For much of my childhood, I remember my mother writing. She had scads of notebooks around, filled with her handwriting that I still could identify anywhere. She had a fascinating electric typewriter (yes, I said typewriter – remember those?) that I learned the qwerty keyboard on and played with at any available opportunity. I remember when she got a new typewriter and the old one became mine – oh joy! Mom wrote short stories and articles and submitted them to various magazines and other places. For a while she worked on a novel, and by then I was old enough to be her proofreader and we’d talk about the story as it grew. By then I was trying my hand at writing some of my own stuff. Mom is surely the number one reason I love words and why I idolize women of color who dare to write.
Mom did get a children’s book published. It was a sweet little story about my brother and I and our (my) pet bird. The things that happened in the story really happened, and she used our real names. I remember how very very exciting it was when a box with some of the published books came to our home. I was over the moon thrilled and so very proud. Some of my pride was misplaced, though – I think I was more jazzed about seeing my very own name in a real live book than I was by the fact that my mom had written it and gotten it published. Sorry about that, mom – I was ten.

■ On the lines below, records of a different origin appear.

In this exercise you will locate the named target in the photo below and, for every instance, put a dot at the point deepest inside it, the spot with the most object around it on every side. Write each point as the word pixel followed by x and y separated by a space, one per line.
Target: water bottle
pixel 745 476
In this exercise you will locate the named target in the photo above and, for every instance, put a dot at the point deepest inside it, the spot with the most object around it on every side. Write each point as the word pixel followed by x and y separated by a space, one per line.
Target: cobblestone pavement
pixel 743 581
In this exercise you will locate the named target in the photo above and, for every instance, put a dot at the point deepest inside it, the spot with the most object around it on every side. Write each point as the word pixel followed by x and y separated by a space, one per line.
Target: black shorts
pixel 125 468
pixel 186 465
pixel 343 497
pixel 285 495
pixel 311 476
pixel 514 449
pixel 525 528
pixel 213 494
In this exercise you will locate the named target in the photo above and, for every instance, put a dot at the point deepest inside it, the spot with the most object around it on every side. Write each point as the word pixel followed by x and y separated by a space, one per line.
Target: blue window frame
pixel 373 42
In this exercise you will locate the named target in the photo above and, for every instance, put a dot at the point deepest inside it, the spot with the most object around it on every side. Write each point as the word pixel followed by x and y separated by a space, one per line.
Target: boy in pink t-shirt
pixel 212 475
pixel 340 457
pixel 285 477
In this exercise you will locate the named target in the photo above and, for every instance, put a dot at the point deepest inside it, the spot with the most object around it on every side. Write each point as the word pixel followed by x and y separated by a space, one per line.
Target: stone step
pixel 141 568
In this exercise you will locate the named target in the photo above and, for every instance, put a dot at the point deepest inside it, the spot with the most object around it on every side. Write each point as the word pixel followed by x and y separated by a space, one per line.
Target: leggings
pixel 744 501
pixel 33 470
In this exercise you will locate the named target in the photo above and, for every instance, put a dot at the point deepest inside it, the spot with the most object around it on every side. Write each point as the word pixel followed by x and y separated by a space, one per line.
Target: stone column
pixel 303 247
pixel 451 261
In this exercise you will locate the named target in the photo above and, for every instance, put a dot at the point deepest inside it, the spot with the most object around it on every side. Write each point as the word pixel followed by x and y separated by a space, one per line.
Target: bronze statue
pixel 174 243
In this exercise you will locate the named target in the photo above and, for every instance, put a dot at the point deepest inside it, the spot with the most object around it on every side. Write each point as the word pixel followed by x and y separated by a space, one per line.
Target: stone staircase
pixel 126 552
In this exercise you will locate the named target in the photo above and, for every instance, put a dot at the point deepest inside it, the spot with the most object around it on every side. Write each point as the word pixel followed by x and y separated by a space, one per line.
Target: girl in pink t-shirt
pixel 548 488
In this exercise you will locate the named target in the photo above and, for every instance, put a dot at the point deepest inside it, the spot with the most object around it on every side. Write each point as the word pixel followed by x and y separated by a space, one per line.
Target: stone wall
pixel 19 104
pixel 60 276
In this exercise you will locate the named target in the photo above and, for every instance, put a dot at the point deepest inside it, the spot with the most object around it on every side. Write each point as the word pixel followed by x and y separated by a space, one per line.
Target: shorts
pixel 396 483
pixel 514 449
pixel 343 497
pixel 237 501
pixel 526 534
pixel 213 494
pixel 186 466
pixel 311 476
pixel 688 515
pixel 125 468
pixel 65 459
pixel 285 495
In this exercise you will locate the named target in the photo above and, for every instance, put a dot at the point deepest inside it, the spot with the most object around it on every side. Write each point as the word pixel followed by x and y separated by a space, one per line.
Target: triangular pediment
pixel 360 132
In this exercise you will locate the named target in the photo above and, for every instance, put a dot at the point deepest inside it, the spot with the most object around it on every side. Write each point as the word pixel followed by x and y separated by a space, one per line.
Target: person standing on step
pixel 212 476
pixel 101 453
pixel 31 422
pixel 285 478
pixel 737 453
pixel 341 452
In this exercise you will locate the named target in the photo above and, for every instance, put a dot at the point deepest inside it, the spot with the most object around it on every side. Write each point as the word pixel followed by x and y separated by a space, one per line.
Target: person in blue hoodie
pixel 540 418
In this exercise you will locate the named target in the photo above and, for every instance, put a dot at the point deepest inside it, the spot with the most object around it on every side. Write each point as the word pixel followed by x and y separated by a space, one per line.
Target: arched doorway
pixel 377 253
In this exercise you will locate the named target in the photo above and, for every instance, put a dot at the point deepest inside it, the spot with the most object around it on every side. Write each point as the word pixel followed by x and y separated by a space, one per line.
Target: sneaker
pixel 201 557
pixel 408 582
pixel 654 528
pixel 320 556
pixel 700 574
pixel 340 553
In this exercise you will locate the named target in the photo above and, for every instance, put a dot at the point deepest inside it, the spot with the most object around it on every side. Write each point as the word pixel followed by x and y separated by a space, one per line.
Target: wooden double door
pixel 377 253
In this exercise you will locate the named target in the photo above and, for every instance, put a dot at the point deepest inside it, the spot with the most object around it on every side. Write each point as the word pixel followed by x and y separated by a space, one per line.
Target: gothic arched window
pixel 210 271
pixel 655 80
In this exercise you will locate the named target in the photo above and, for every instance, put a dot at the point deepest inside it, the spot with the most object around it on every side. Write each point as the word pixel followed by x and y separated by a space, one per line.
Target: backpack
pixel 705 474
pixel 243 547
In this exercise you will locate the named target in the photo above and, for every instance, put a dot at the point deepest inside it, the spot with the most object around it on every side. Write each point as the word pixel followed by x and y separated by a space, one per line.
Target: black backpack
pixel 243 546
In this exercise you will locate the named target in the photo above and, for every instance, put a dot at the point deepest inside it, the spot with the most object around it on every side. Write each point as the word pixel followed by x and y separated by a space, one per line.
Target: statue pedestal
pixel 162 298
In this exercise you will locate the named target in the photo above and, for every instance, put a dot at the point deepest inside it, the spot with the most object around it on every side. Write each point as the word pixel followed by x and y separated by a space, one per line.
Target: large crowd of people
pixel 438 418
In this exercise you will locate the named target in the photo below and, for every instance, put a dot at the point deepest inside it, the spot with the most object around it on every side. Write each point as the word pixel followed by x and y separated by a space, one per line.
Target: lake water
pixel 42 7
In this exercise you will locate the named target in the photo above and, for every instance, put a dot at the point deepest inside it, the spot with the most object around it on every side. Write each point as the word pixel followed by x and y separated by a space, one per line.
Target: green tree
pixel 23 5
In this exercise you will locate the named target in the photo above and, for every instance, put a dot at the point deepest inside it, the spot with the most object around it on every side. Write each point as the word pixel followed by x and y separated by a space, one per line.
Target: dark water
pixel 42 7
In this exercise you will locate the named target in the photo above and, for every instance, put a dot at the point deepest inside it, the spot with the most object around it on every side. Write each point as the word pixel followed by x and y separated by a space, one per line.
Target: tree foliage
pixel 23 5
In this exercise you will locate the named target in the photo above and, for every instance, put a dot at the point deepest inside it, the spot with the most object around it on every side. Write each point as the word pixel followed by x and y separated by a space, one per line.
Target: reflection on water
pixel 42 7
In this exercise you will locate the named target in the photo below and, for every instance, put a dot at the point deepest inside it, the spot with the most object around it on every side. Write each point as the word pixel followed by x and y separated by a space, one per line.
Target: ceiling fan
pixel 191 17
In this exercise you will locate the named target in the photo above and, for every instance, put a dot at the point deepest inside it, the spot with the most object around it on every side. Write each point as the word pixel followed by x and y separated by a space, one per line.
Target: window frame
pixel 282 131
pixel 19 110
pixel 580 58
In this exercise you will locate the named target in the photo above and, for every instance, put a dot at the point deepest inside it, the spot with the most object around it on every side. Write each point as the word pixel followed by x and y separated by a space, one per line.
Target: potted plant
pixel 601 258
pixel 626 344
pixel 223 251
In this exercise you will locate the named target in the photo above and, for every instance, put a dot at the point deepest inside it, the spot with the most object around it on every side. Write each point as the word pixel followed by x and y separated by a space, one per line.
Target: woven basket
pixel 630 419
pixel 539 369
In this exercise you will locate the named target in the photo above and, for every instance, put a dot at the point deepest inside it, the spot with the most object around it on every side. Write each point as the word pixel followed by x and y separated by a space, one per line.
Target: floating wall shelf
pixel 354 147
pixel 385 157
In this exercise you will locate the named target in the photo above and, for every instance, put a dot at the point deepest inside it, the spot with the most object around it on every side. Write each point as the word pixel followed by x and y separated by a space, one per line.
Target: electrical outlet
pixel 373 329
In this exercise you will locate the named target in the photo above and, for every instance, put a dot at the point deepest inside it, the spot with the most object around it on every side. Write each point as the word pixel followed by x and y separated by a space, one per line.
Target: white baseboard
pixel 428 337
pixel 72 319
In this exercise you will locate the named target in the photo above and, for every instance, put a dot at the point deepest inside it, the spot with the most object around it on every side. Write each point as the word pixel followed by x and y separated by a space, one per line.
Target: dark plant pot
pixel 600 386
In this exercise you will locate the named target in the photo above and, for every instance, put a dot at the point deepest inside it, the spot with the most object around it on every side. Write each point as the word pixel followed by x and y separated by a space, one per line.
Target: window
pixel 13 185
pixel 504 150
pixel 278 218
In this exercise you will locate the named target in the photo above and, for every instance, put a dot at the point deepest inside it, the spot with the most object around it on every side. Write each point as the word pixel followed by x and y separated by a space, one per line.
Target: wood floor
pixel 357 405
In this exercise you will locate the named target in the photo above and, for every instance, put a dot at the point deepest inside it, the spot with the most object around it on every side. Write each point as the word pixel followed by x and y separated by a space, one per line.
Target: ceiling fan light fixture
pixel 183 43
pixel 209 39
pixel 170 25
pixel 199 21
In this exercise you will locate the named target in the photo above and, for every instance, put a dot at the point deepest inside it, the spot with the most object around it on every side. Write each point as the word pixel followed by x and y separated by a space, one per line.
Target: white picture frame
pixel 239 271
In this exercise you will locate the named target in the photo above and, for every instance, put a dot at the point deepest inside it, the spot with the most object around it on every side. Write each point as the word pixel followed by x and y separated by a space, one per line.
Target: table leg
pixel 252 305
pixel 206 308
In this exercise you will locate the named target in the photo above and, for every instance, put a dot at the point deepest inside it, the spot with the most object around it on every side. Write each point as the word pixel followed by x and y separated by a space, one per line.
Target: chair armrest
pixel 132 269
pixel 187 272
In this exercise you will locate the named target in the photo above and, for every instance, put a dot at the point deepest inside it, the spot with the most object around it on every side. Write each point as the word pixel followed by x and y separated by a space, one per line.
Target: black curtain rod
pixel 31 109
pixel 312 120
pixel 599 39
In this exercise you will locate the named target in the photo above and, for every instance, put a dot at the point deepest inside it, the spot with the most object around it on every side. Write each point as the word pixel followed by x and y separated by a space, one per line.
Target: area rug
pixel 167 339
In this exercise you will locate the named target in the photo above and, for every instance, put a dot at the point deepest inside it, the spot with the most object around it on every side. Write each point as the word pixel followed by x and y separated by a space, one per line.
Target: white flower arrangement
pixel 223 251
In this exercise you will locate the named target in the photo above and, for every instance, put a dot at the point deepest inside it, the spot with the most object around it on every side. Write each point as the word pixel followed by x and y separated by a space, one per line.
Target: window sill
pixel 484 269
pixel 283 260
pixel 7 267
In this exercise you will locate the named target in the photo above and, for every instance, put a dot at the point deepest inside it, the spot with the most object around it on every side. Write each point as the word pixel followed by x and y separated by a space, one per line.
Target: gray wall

The thing about the book, though. It were illustrated, simple line drawings, kids, parents and a parakeet. The parakeet, for whom the book was named (and the protagonist of the story, if you must know – yes, I was a secondary character BUT a character nonetheless) was on the cover of the book. But the people in the story were clearly white people. That was the first time I learned that authors have little or no control over what the book cover or illustrations look like. And of course that was one of my first lessons about the assumption of whiteness, whiteness as the “norm” for humanity, and then the more nuanced lessons about whiteness as “what people really want” or “what people really prefer” as in books with black people on the cover don’t sell, which is not to be confused with “black people don’t read” and/or “black people don’t buy books.”
All that to bring this to your attention. (h/t ABW and others)
Justine Larbalestier is a young adult fiction writer, and her newest publication, Liar, is about a dark skinned, nappy headed mixed race girl.
This is the U.S. cover of Liar.
You can read Justine’s take in full here.
Here’s a snippet:
Covers change how people read books
Liar is a book about a compulsive (possibly pathological) liar who is determined to stop lying but finds it much harder than she supposed. I worked very hard to make sure that the fundamentals of who Micah is were believable: that she’s a girl, that she’s a teenager, that she’s black, that she’s USian. One of the most upsetting impacts of the cover is that it’s led readers to question everything about Micah: If she doesn’t look anything like the girl on the cover maybe nothing she says is true. At which point the entire book, and all my hard work, crumbles.
No one in Australia has written to ask me if Micah is really black.
I get that publishers want writers to write, and they most, if not all of the time, writers take a back seat to cover design and other illustrations. But to change the visual representation of the way the author describes characters, especially when, as Justine says, it is important to the way the book is read – well, who does that serve, really? The Australian cover, by the way, does not give a visual representation of Micah, the main character.
I’m gonna see if I can get the Australian version of the book.